I almost couldn’t wait for the train to get to Pleasantville, New York.
I knew Pleasantville as the home of Reader’s Digest, but I didn’t know that it was also home to one of America’s greatest theaters — the Jacob Burns Film Center. I was meeting Steve Apkon, the founder of this incredible organization. My friends Kathryn Davis and Diana Davis Spencer had told me for the last decade about a remarkable Harvard MBA. In midlife he had recreated himself as a film expert and an educator — something dear to me, as it mirrors my own experience in founding NFTE. His center had become nationally-renowned, and on his board sat Martin Scorsese and Steven Spielberg, among others. Being a film buff myself, I was fascinated. Here I was off on my adventure.
Me and Steve Apkon at the center
He has two buildings — one is a traditional theater complex while in the other he trained over 65,000 kids in storytelling and film. His story was even more interesting. Raised in Framingham, his father was an engineer and his mother was a real estate agent. When he was growing up, his father was a fascinated by photography and he would take pictures of unique things — sometimes on Saturdays, he would capture objects at a junk yard. Steve then fell in love with the concept of visual imaging. After graduating Georgetown in ‘83 and Harvard Business School in ‘86 with many of my friends, his first job was in private equity with the legendary Odyssey. Then he went to work for Marty Wygod, and was instrumental in selling Medco. While he loved investment banking, he needed a life change.
In 1997, he and his wife moved the family to Israel and Steve entered into a conservative Yeshiva. On the first day of class, he had the realization that perhaps he had made a mistake when the Rabbi said, “We are going to study one book of the Talmud this year — on business law.” He was shocked when he saw all that he had given up and the distance he had come, just to study something he was trying to get away from. Within a week, he had changed his mind. He began to understand business on a much deeper level — that business was about love and helping people through voluntary transactions. He began to view markets in a more spiritual way.
He came back and decided that he wanted to be part of the educational community focused on digital imaging. He wanted to help tell stories through the theatre and to help educators and children to use imaging for their storytelling.

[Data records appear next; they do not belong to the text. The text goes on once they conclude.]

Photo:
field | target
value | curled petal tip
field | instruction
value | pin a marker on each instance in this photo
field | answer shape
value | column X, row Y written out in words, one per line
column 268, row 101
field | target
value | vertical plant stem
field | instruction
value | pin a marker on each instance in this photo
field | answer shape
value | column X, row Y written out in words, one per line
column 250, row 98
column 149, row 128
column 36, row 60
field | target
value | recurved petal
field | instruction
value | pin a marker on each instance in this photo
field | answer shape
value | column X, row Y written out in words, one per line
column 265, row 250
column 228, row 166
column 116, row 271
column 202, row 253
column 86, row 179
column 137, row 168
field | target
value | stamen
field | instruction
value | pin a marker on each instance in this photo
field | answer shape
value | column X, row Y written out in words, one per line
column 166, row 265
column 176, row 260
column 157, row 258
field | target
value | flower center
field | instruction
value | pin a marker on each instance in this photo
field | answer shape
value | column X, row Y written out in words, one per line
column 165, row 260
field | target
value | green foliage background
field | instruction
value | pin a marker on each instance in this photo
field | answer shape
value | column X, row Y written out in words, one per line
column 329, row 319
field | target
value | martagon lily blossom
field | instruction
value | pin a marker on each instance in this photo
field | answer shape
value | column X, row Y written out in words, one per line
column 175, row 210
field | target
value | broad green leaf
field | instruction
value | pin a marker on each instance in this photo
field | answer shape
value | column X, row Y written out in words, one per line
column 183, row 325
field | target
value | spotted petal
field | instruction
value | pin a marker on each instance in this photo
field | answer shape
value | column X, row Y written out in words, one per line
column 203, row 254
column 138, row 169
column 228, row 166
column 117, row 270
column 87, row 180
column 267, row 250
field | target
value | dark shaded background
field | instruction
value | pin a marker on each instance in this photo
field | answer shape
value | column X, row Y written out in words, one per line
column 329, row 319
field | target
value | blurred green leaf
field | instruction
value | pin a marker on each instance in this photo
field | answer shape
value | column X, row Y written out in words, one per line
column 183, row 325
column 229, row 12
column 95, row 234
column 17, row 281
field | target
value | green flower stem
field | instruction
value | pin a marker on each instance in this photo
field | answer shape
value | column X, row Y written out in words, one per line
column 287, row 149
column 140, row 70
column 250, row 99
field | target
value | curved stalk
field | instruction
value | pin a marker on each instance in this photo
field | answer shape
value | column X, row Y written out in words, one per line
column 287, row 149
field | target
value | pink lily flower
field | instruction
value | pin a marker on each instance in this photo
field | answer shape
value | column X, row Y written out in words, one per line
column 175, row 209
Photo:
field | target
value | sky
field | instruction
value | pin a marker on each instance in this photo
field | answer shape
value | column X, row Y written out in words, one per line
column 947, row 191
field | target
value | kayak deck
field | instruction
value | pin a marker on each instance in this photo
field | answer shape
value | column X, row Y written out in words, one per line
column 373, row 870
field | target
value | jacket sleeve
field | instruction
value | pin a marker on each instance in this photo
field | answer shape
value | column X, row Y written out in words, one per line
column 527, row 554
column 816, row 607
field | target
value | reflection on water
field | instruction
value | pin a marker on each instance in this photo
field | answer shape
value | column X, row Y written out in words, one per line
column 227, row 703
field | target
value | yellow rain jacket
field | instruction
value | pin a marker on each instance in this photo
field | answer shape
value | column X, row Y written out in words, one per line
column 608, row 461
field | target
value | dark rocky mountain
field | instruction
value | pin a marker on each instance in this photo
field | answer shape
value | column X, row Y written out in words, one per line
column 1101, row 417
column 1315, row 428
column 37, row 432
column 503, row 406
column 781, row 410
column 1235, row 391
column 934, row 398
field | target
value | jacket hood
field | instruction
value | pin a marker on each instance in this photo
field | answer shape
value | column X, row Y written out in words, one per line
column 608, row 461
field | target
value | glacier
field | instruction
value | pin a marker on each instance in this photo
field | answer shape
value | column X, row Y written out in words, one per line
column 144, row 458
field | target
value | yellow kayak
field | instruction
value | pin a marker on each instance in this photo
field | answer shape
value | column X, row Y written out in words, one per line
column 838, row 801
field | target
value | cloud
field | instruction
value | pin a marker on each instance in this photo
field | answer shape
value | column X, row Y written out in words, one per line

Bill Gordh, educator, teaching children about storytelling
As we shook hands, I knew I had found a friend. We had so many similarities — a love for film, a love for business, and a love for education. As we left, he gave me a copy of his book, The Age of the Image: Redefining Literacy in a World of Screens, which I read in two days. I learned how the next generation to master digital imaging will have huge advantages and low-income youth need to know this. I hope that every educator will read this book.